Friday, 7 November 2014
Dumb people should die.
Technically, I'm not dumb. I have an above-average IQ. I hold a degree with honours from a local uni (nothing THAT amazing I know but statistically still significant). Currently, hiding my condition, I'm gainfully employed, earning at least 20% more than the Median Gross Monthly Income* despite having started work for less than a few years.
You may argue that I'm 'dumb' for 'not being able to help myself' or not being able to handle the 'truth' that what I'm going through is not even 'that bad'.
You're right - I can't help myself (in a way) - that's why depression IS an illness.
I can't help feeling lousy. I can't help feeling sluggish. I can't help feeling helpless. I can't help breaking down in tears when a 'minor' mishap happens.
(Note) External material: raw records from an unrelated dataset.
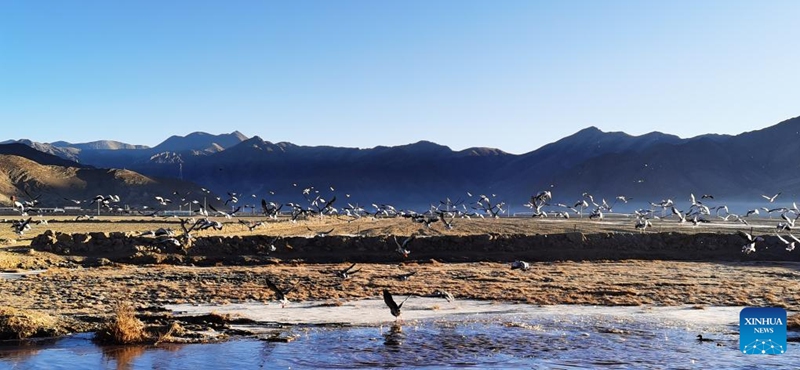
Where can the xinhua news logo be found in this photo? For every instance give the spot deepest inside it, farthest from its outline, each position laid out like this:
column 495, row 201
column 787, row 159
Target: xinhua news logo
column 762, row 331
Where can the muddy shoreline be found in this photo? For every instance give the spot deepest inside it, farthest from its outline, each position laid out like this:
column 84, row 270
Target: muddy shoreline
column 591, row 264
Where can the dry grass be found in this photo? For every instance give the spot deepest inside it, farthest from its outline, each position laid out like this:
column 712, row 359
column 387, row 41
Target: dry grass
column 123, row 328
column 19, row 324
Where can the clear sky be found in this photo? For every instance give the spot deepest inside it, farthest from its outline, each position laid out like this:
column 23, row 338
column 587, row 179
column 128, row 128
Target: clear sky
column 508, row 74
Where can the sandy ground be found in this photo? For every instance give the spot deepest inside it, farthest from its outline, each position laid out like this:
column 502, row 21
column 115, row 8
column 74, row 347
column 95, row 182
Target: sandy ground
column 85, row 296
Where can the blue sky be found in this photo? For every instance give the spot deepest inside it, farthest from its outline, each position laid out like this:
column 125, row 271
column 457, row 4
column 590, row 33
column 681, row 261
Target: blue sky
column 508, row 74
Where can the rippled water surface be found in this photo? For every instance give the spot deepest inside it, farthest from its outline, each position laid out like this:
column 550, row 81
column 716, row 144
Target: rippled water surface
column 484, row 340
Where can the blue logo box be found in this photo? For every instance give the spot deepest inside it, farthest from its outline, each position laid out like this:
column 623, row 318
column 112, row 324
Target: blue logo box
column 762, row 331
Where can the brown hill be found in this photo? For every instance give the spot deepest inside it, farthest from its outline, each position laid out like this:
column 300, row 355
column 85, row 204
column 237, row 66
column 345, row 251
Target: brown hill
column 51, row 184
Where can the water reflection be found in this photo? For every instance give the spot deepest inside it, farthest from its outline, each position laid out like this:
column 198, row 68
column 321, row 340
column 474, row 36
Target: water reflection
column 519, row 342
column 122, row 356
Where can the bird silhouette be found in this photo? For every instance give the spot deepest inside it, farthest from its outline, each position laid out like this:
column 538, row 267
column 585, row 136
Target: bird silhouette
column 394, row 308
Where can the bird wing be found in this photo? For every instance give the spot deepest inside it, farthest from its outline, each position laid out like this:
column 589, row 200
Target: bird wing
column 745, row 235
column 272, row 286
column 387, row 298
column 401, row 303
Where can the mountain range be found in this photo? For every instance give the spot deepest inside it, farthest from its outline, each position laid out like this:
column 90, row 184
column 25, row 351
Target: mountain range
column 649, row 167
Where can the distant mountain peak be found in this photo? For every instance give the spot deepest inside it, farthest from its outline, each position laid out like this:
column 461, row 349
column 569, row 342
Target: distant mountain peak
column 201, row 142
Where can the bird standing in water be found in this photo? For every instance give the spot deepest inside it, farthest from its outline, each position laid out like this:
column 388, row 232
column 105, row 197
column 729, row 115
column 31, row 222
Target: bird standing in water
column 394, row 308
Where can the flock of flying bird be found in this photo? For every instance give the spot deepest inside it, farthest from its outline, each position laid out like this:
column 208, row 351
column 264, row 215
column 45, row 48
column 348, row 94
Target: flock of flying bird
column 699, row 211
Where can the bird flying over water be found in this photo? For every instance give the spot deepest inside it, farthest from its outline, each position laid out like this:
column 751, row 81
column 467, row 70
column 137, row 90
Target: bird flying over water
column 771, row 198
column 394, row 308
column 401, row 247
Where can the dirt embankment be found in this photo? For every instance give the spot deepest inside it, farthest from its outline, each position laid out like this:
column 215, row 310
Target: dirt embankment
column 257, row 249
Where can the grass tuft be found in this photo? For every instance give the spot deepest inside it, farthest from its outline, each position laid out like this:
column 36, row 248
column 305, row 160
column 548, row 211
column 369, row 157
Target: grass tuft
column 123, row 328
column 20, row 324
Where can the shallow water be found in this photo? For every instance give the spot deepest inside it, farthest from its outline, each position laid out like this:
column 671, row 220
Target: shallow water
column 562, row 341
Perhaps, when someone can no longer escape this terrifying internal whirlpool of negative thoughts and emotional pain, this person is really sick and in need of help and NOT just 'dumb'.
Btw, my logical mind tells me to seek help - so I did.
I tried to help myself in unhealthy ways at first. And of course, things spiraled downwards and life got worse.
Then somehow by God's grace I was able to find healthier ways - by seeking help from mental health professionals etc.
So it's not like I totally am 'not able to help myself'... Maybe it's just not the kinda "help" you think I should get.
Then even if maybe depressed people are so-called dumb. THEN? Help us. We are too 'dumb'. Calling us names and condemning us won't help. Then you're "dumb" too for not knowing how to help or not willing to help or maybe you're too 'dumb' to understand depression.